First out of the gate is Ted Chiang’s Stories of Your Life and Others. Cunningly disguised as a collection of science-fiction short stories, this is really philosophy of science and knowledge by other means, and is rather well done. Chiang’s prose is no more than competent, but he has some fascinating ideas, and unlike, say, Greg Egan, he’s actually interested in human beings. My favorite story is Division by Zero which takes the results of Godel’s second theorem and arguments about imaginative resistance, and smashes them together. The story is all about how really good mathematicians can ‘feel’ that a theorem is right. Imagine if one of them came up with a flawless logical proof that 1=2 (which Godel suggests is entirely possible; arithmetic cannot guarantee that it will not produce such contradictions). How then could she reconcile her feeling of the rightness of the theorem with her day-to-day experience of the world? Chiang works through the consequences - and creates a heartbreaking metaphor for human failures of understanding.

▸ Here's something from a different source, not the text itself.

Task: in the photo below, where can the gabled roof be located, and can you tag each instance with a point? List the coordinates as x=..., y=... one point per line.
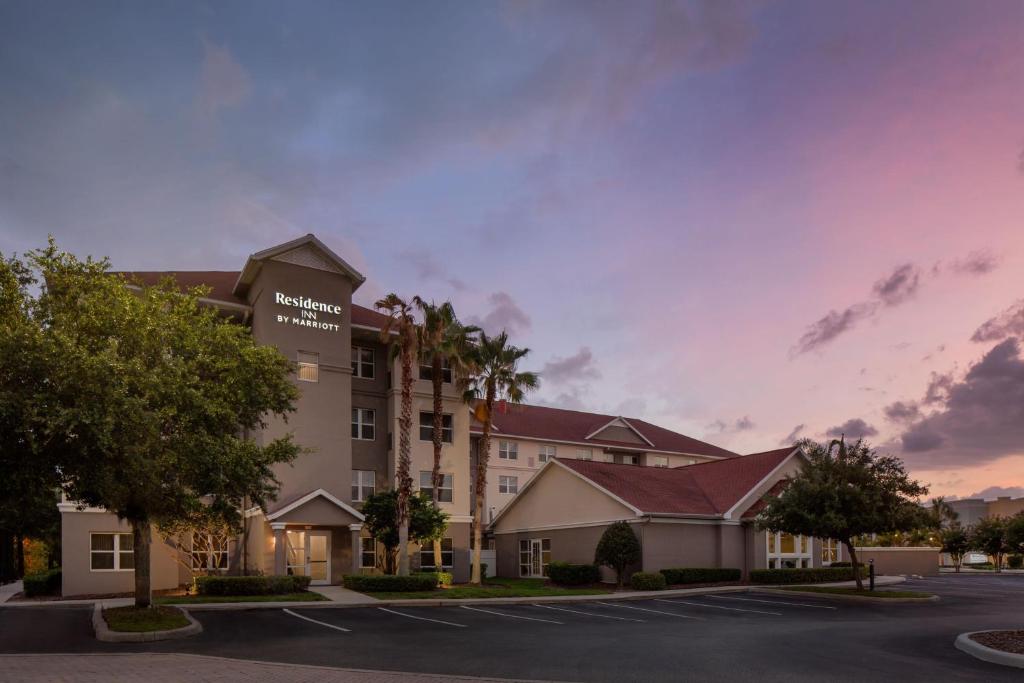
x=555, y=424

Second is a little older, but still relatively obscure, Robert Irwin’s The Arabian Nightmare. It’s an altogether unique and unsettling work. The Arabian Nightmare is a disease of reason, a journey into the Alam al-Mithal, the dream world of 14th century Cairo, in which “there are always more causes than events.” The hapless Balian gets dragged further and further into a half-imaginary city, stalked by the Father of Cats, where dreams are impossible to distinguish from reality. The book is infinitely more subtle and disturbing than bog-standard brain-in-a-jar efforts like The Matrix, and better read too. As Dave Langford describes it
Laughing Dervishes confound the wise with Bertrand Russell’s paradoxes, and courtesans indulge in Freudian dream interpretation. … All is subject to change without notice.”The Arabian Nightmare is a guide to the Orient of the mind,” the blurb concludes, and that’s about it: the meaning of the title keeps shifting and expanding, until it stands for the darker side of that whole complex of fantastic romance conjured up by words like “Cairo”, “Orient” or “Arabian Nights”. If you like historical fantasy and booby-trapped reality, grab the book.
What more do you need to know? Go buy it.
Finally, M. John Harrison’s Things That Never Happen, another volume of short stories with a sharp philosophical edge; you’ll cut yourself if you pick them up carelessly. All about desire, and its frustration, about our need for reassurance, for ontological solidity, and how it screws us up.
“And there’s always this fucking sign on the baker’s van: ‘REAL’ BREAD. I mean,” I asked the old man, “what’s that? Inverted fucking commas! Even the fucking bread calls its own existence into question?” (The East)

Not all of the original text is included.